Misha reacts to my earlier post on Russia's attitude toward the West, in very thoughtful ways - so, with his permission, I am sharing his email with the class:
"Your post raises a good question and of course one very important to me. I haven't studied it rigorously myself, but I'd share a few materials with you and throw in a few more explanations to your list: cultural anti-Americanism, Soviet nostalgia, autocratic media policies.

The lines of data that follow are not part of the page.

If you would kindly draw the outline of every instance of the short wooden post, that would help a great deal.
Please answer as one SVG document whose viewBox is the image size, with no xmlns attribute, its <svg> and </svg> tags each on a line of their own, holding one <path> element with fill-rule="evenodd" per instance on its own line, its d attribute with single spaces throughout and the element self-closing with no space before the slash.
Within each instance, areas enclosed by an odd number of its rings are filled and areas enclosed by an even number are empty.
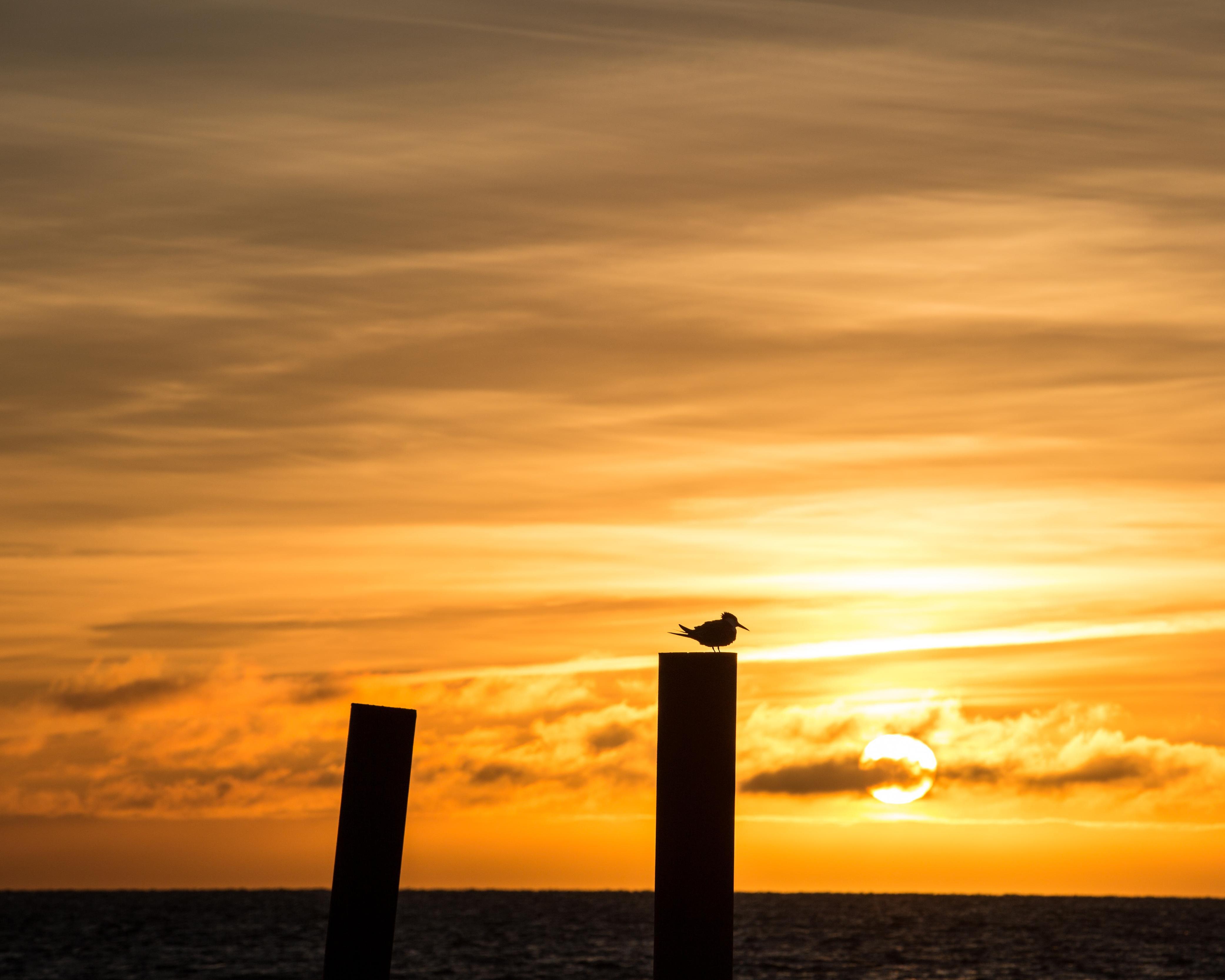
<svg viewBox="0 0 1225 980">
<path fill-rule="evenodd" d="M 325 980 L 387 980 L 417 712 L 353 704 L 327 914 Z"/>
<path fill-rule="evenodd" d="M 731 980 L 736 655 L 659 654 L 655 980 Z"/>
</svg>

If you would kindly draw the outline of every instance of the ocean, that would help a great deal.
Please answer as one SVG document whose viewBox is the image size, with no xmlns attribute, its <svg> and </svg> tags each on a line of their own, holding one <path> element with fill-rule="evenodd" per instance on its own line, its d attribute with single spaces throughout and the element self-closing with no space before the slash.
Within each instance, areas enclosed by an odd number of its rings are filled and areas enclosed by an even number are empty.
<svg viewBox="0 0 1225 980">
<path fill-rule="evenodd" d="M 0 976 L 309 978 L 325 891 L 0 892 Z M 403 892 L 392 976 L 650 976 L 649 892 Z M 1225 900 L 737 894 L 736 978 L 1225 978 Z"/>
</svg>

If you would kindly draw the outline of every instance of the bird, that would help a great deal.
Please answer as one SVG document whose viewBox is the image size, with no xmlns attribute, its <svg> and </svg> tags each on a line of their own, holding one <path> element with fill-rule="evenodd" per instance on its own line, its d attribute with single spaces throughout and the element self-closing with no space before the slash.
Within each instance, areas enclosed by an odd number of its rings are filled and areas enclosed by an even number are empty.
<svg viewBox="0 0 1225 980">
<path fill-rule="evenodd" d="M 701 626 L 695 626 L 692 630 L 684 624 L 676 624 L 685 632 L 673 633 L 669 636 L 684 636 L 688 639 L 696 639 L 703 647 L 710 647 L 717 653 L 722 653 L 723 647 L 730 647 L 736 642 L 736 630 L 747 630 L 740 620 L 733 616 L 730 612 L 724 612 L 720 619 L 710 620 L 709 622 L 703 622 Z"/>
</svg>

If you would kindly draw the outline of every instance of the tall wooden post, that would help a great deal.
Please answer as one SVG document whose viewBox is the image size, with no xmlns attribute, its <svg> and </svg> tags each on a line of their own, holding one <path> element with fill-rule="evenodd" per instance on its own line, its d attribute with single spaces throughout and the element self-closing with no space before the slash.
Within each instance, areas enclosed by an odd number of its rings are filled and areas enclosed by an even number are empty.
<svg viewBox="0 0 1225 980">
<path fill-rule="evenodd" d="M 417 712 L 353 704 L 336 834 L 325 980 L 387 980 Z"/>
<path fill-rule="evenodd" d="M 731 980 L 736 655 L 659 654 L 655 980 Z"/>
</svg>

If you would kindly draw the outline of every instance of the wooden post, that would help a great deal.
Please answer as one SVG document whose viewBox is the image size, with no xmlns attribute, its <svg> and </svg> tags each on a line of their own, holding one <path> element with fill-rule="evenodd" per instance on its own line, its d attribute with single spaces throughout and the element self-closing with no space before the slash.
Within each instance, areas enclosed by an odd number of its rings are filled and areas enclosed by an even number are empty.
<svg viewBox="0 0 1225 980">
<path fill-rule="evenodd" d="M 659 654 L 655 980 L 731 980 L 736 655 Z"/>
<path fill-rule="evenodd" d="M 325 980 L 387 980 L 417 712 L 353 704 L 336 833 Z"/>
</svg>

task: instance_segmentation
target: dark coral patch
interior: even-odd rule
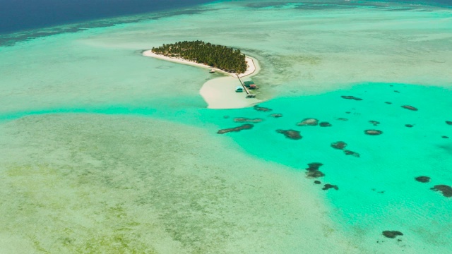
[[[361,98],[355,97],[355,96],[350,96],[350,95],[343,95],[341,96],[341,97],[347,99],[362,100],[362,99]]]
[[[304,119],[301,122],[297,123],[299,126],[316,126],[319,124],[319,120],[316,119]]]
[[[235,128],[225,128],[225,129],[222,129],[222,130],[220,130],[217,132],[217,133],[218,134],[224,134],[228,132],[232,132],[232,131],[240,131],[242,130],[249,130],[251,129],[251,128],[254,127],[254,125],[252,124],[244,124],[242,126],[238,126],[238,127],[235,127]]]
[[[319,125],[320,126],[320,127],[331,127],[331,123],[330,123],[328,122],[321,122],[321,123],[319,123]]]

Of course, most Russians are culturally Western and European. However, the ~40 years of antagonism, high power soviet propaganda, and closure created a persistent anti-American and anti-Western sentiment (for example here is wiki article with polls). Sergei Guriev points out that there was an opportunity to mend it by helping Russia during the crises of the 1990s, but the end of the Cold War was not handled well. All this means that "standing up to the US" sells even better In Russia then "being tough on China" does in the US.
Similarly, the 1990s left many people very nostalgic of the Soviet past due to economic decline and the sharp increase in inequality — think the Rust belt magnified by orders of magnitude. I am pretty sure one could instrument economic decline by Soviet industry composition and get effects on Communist party support and later Putinism similar to what Autor, Dorn and Hanson find for Trumpism (which ties the issue to past course materials). The demand for returning to the USSR has obvious consequences for relationships with the US as well as Ukraine and Belarus.
As for autocracy, there are a bunch of mechanisms. Sergei Guriev and Daniel Treisman call regimes such as Putin's "informational autocracies": they survive by using the control of the media and information flows (they have a new general-audience book about that coming out in a month). I guess one could make a theoretical argument that if you control the media, you would take riskier projects (wars, annexations), since you can show only the good stuff and censor the bad. Then, you also try to prevent democratic neighbor "role models". There was a paper on that a few years ago and, for example, anecdotally some anti-Putin politicians would not mention the success story of Georgia's war on corruption since mentioning Georgia positively was toxic after 2008. Of course, Ukraine is similar to Georgia in this way. Finally, wars create a blanket rationale for prosecuting dissent and creates a "rally to the flag" effect. Putin's ratings skyrocketed after the Crimean affair and the anti-opposition rhetoric has become way more combative."